During the first part of the time my parents were divorced the first time, I remember living in Shannon Villa apartments. It was another two story apartment, but this one had three bedrooms and I didn’t have to share with my sister.
I am not sure if he lived there the whole time we did, or if he moved in after us. I don’t know if he lived there before us or if we all moved out at one time at the end. But, while we were living there, a man who was my mother’s boyfriend lived with us. As I recall, I didn’t like him.
While we lived at this apartment is when my memories of being hit a lot really start. I don’t know if I was hit a lot before then, but I remember it from this time period. I guess my mother was really stressed out. She had gotten a divorce and was raising two kids pretty much by herself. I can’t imagine a live-in boyfriend was much parenting help.
I was in third grade by now. My teacher was Ms. Elliot and I loved her. I went out through the sliding glass door from the kitchen every morning onto the small patio in our tiny fenced in back space. Behind the fence was a sidewalk that ran along the length of out apartment building all the way to the street at the end. Almost directly across that street was my school. So I walked to school almost every day. I was 8.

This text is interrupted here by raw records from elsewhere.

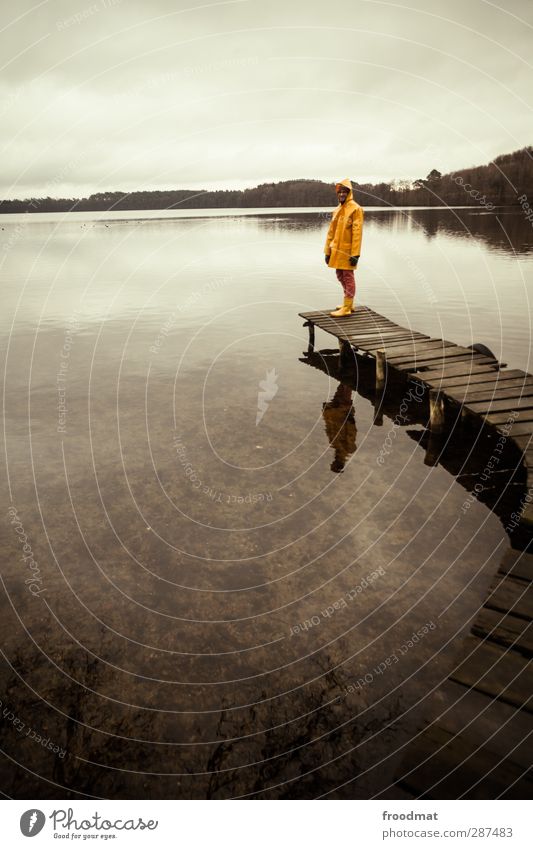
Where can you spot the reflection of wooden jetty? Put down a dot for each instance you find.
(478, 740)
(478, 737)
(459, 380)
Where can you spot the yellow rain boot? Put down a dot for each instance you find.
(346, 309)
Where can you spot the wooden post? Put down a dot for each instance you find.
(311, 345)
(345, 353)
(381, 371)
(437, 411)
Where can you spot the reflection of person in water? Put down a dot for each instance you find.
(339, 418)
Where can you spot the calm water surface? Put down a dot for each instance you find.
(171, 461)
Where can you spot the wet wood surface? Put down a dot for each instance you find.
(462, 377)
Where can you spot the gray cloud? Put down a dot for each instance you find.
(121, 94)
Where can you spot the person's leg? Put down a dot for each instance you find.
(340, 278)
(348, 283)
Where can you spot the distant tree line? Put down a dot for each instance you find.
(499, 183)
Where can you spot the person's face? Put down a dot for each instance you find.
(342, 194)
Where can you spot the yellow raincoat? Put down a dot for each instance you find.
(345, 231)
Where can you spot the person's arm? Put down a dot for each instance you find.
(329, 237)
(357, 232)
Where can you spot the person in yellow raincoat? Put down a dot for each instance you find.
(343, 243)
(339, 419)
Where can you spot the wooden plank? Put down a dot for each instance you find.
(503, 729)
(500, 674)
(519, 428)
(505, 629)
(503, 378)
(502, 418)
(418, 347)
(523, 442)
(459, 350)
(496, 393)
(500, 406)
(451, 357)
(415, 366)
(495, 384)
(458, 370)
(517, 563)
(378, 345)
(511, 595)
(442, 765)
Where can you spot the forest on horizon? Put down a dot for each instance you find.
(499, 183)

I remember one whipping particularly well, although I can’t remember what I did to earn it. My mother whipped me that time with a nice leather belt. My father and mother had these beautiful semi-matching leather belts. they had their names carved or burned or whatever into the back and all along the length my mother’s had roses and vines with red and green embedded in them. I fought against the whipping. Of course. I always fought. Every single time. Even though it always made it worse. The belt hit my face during this one whipping. I went to school for days with a rectangular bruise on my face and no one at school ever said a word or asked a question.

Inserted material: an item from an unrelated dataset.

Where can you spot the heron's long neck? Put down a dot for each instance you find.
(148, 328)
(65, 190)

I remember some other whippings, too. Since I always tried to get away, my mother developed a way to whip me without my being able to run. She’d hold me facing her and bend me over and tuck me between her legs. She’d grip my torso with her knees or thighs or whatever. Then, she could hit my ass without me getting away. I always panicked and couldn’t breathe. I am sure she wasn’t really squeezing the actual air out of me, I could still scream and cry and beg and I must have needed air for that, right? But somewhere in my little brain a connection formed that if my torso was restricted no air could get in. To this day I suffer panic attacks and claustrophobia when I feel my space is too small or my clothes are too snug.
I don’t know where my mother worked during this time. I assume she must have, but I just can’t remember.
We visited my father off and on. I guess we saw him every other weekend since that was the court agreement, but I can’t recall for sure.